I was connecting to the internet through a Verizon-provided Westell 7500 router.  My DirecTV HR21 DVR has no wireless access, and it's too far from the router to run cable.

I thought I'd buy a new router and re-purpose the Westell 7500 as a wireless bridge for the HR21.

I went out and bought a Belkin N750 DB and have no trouble connecting to the internet from my computers through that.  I'm trying to set up the Westell as a bridge by connecting it to a Mac with CAT5 cable.  I set it up as a Routed Bridge, shut off the DHCP server, and re-enabled wifi, but I can't connect to the internet (nor the new router admin pages) through it.  I have the Belkin router set up as 192.168.1.1 and the Westell getting it's IP address from DHCP, but I also tried setting it up as static 192.168.1.2.  Neither worked.

Is anyone successfully using a Westell 7500 as a wireless bridge for a DVR?  What am I doing wrong?  How have you set it up?

-- 

Thanks!

Rich

Re: Westell 7500 as wireless bridge for DirecTV HR21
smith6612
Community Leader
Community Leader

The Westell 7500 doesn't support WDS as far as the Verizon firmware goes, so this is not possible to do with the Westell set up in a bridge-like configuration. See if your Belkin supports WDS. Failing that, you should consider using MoCa networking if there is Coaxial cabling in both rooms (modem and DirecTV Receiver), running the Ethernet cable (it's good for some 300 feet of cabling) or consider Powerline networking, or finding a dedicated Wireless to Ethernet bridge. A PC will act as one if you wish to plug it into a PC when you wish to use networking on the Receiver.

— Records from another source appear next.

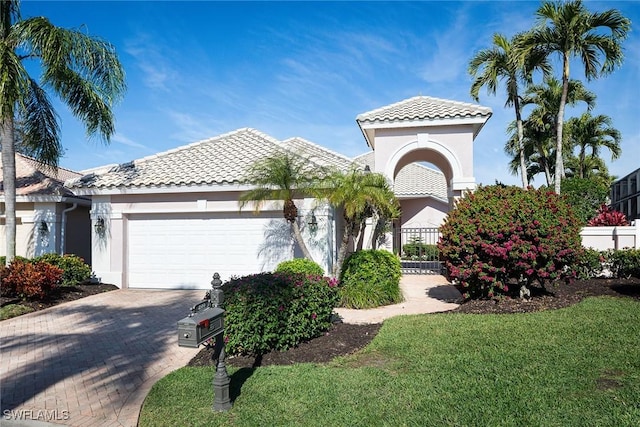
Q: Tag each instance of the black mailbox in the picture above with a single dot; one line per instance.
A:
(197, 328)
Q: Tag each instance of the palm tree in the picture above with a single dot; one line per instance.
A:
(282, 176)
(592, 132)
(504, 61)
(360, 195)
(570, 30)
(83, 71)
(540, 125)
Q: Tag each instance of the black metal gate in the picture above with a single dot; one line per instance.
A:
(418, 250)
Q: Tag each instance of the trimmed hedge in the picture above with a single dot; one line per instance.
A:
(370, 278)
(300, 266)
(274, 311)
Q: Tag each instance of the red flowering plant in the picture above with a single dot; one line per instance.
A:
(500, 238)
(607, 217)
(276, 311)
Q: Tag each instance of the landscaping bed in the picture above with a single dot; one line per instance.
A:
(343, 339)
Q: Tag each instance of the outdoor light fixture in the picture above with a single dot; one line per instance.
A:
(99, 227)
(313, 223)
(43, 229)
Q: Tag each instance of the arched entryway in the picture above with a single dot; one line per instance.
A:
(404, 136)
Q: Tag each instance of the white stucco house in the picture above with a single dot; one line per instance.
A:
(49, 216)
(172, 219)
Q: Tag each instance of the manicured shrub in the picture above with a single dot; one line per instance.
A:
(500, 236)
(74, 267)
(370, 278)
(607, 217)
(30, 279)
(626, 263)
(300, 266)
(274, 311)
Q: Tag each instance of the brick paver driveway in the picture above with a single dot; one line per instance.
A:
(91, 362)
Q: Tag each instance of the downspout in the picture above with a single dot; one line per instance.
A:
(63, 227)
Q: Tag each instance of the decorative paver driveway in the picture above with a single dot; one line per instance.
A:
(91, 362)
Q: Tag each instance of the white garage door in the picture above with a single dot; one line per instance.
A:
(183, 251)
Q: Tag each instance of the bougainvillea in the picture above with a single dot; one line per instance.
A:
(501, 237)
(607, 217)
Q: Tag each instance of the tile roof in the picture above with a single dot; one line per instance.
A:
(34, 178)
(317, 154)
(424, 108)
(413, 180)
(218, 160)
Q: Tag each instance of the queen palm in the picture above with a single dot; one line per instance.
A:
(504, 61)
(281, 177)
(568, 29)
(83, 71)
(594, 132)
(360, 195)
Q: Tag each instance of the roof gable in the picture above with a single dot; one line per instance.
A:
(34, 178)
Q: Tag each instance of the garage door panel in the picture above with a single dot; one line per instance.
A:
(178, 251)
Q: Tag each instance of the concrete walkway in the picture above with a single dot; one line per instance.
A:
(422, 294)
(91, 362)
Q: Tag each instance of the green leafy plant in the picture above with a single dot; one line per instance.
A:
(626, 263)
(74, 267)
(300, 266)
(30, 279)
(501, 236)
(370, 278)
(274, 311)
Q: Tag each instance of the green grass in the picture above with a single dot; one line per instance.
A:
(578, 366)
(13, 310)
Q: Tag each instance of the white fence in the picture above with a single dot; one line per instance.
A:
(603, 238)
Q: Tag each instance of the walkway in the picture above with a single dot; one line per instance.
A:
(422, 294)
(91, 362)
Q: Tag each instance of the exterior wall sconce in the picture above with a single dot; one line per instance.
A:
(43, 229)
(99, 226)
(313, 223)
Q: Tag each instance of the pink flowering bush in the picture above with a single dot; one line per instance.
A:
(500, 237)
(276, 311)
(607, 217)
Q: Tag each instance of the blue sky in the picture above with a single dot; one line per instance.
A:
(199, 69)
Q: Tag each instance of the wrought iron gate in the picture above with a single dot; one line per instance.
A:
(418, 250)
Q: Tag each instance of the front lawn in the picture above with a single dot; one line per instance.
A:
(571, 367)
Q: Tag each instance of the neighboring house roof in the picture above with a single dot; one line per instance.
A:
(414, 180)
(424, 108)
(36, 179)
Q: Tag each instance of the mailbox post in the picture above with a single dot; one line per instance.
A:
(222, 400)
(205, 322)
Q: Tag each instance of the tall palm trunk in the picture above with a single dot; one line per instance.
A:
(559, 172)
(342, 252)
(300, 241)
(9, 183)
(523, 164)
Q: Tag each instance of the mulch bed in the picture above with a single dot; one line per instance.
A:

Now, if you are using the Mac as the source of Internet Connectivity, the Routed Bridge setting is irrevelent since that is only if the 7500 is holding a WAN connection. You need to ensure the Mac is configured to share it's Internet connection, perhaps via a network bridge, before the Westell can be used as an Ethernet bridge through the Mac. I'm not the most familiar with how Macs implement those features as compared to UNIX-based systems, but Google for the Mac equivalent of Internet Connection Sharing on Windows.